"Hicri 1 Muharrem günü eşim ve iki çocuğumuzla Maviş Teyze'yi ziyarete karar verdik..."
Sonra dudakları kıpırdadı Maviş Teyze'nin:
-Evladım ben hep bu gazeteyi okurum. Bizim Sayfa'da çok güzel dinî bilgiler oluyor. Oradan çok şey öğreniyorum...
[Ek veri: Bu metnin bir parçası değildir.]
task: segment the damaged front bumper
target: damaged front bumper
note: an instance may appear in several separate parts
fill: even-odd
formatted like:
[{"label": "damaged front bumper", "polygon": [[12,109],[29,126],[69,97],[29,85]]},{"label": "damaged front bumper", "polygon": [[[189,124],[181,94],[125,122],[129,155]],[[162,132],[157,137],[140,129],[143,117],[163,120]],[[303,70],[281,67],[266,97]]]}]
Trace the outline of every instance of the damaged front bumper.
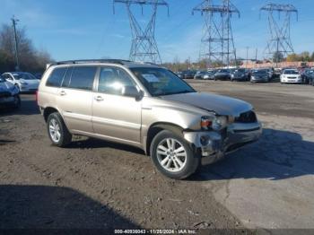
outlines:
[{"label": "damaged front bumper", "polygon": [[210,164],[257,141],[261,134],[260,122],[232,123],[222,131],[184,132],[184,138],[201,152],[202,164]]}]

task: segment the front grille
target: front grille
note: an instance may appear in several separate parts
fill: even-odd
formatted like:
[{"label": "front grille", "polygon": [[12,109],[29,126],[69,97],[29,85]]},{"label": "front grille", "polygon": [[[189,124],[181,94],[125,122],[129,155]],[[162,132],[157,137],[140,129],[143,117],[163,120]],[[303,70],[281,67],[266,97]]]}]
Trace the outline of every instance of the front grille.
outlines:
[{"label": "front grille", "polygon": [[9,91],[0,92],[0,98],[8,98],[11,97],[11,93]]},{"label": "front grille", "polygon": [[253,111],[241,113],[240,117],[234,118],[234,122],[238,122],[238,123],[254,123],[257,121],[257,116]]}]

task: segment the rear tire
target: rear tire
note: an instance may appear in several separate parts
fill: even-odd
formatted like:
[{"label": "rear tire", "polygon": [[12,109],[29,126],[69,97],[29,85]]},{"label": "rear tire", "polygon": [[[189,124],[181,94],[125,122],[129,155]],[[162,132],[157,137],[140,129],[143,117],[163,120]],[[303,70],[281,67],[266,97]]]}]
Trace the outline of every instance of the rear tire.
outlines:
[{"label": "rear tire", "polygon": [[156,135],[151,144],[151,157],[157,170],[164,176],[183,179],[200,166],[189,144],[179,134],[164,130]]},{"label": "rear tire", "polygon": [[71,143],[72,135],[59,113],[55,112],[48,117],[47,129],[53,145],[65,147]]}]

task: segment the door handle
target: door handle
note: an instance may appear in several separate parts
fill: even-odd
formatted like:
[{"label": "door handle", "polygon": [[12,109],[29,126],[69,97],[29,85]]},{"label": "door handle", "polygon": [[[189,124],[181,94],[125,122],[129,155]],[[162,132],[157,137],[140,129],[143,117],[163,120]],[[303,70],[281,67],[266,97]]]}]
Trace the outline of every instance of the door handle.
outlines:
[{"label": "door handle", "polygon": [[95,97],[95,100],[96,100],[96,101],[102,101],[102,100],[103,100],[103,98],[102,98],[102,96],[100,96],[100,95],[99,95],[99,96],[96,96],[96,97]]}]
Gülümsedim: "Kalan vakitlerinizi namaz kılarak geçiriyorsunuz galiba" deme cüretinde bulundum.
Duraksamadan cevap verdi:
-Evet evladım! Kaza borçlarımı ödüyorum.
O gün çok duygulanmıştım... Gidip bir aynanın karşısında gizlice ağladım... Kendisini birkaç defa daha ziyaret etmek nasip oldu. Son ziyaretimde yatağına uzanmış yine kitap okuyordu... Eshab-ı Kiram kitabını uzaktan tanıdım... Sesimi duyunca sevinçle hemen doğruldu: "Gel gel" dedi... Yine yanaklarımdan öptü beni:
- İyi ki geldin evladım. Ben de seni bekliyordum. Bir mesele var seninle konuşmak istiyorum.
- Buyurun efendim
- Maşallah sen çok tatlısın! Çok güzelsin. Tıpkı babana benziyorsun! Sizin soyunuz temiz evladım...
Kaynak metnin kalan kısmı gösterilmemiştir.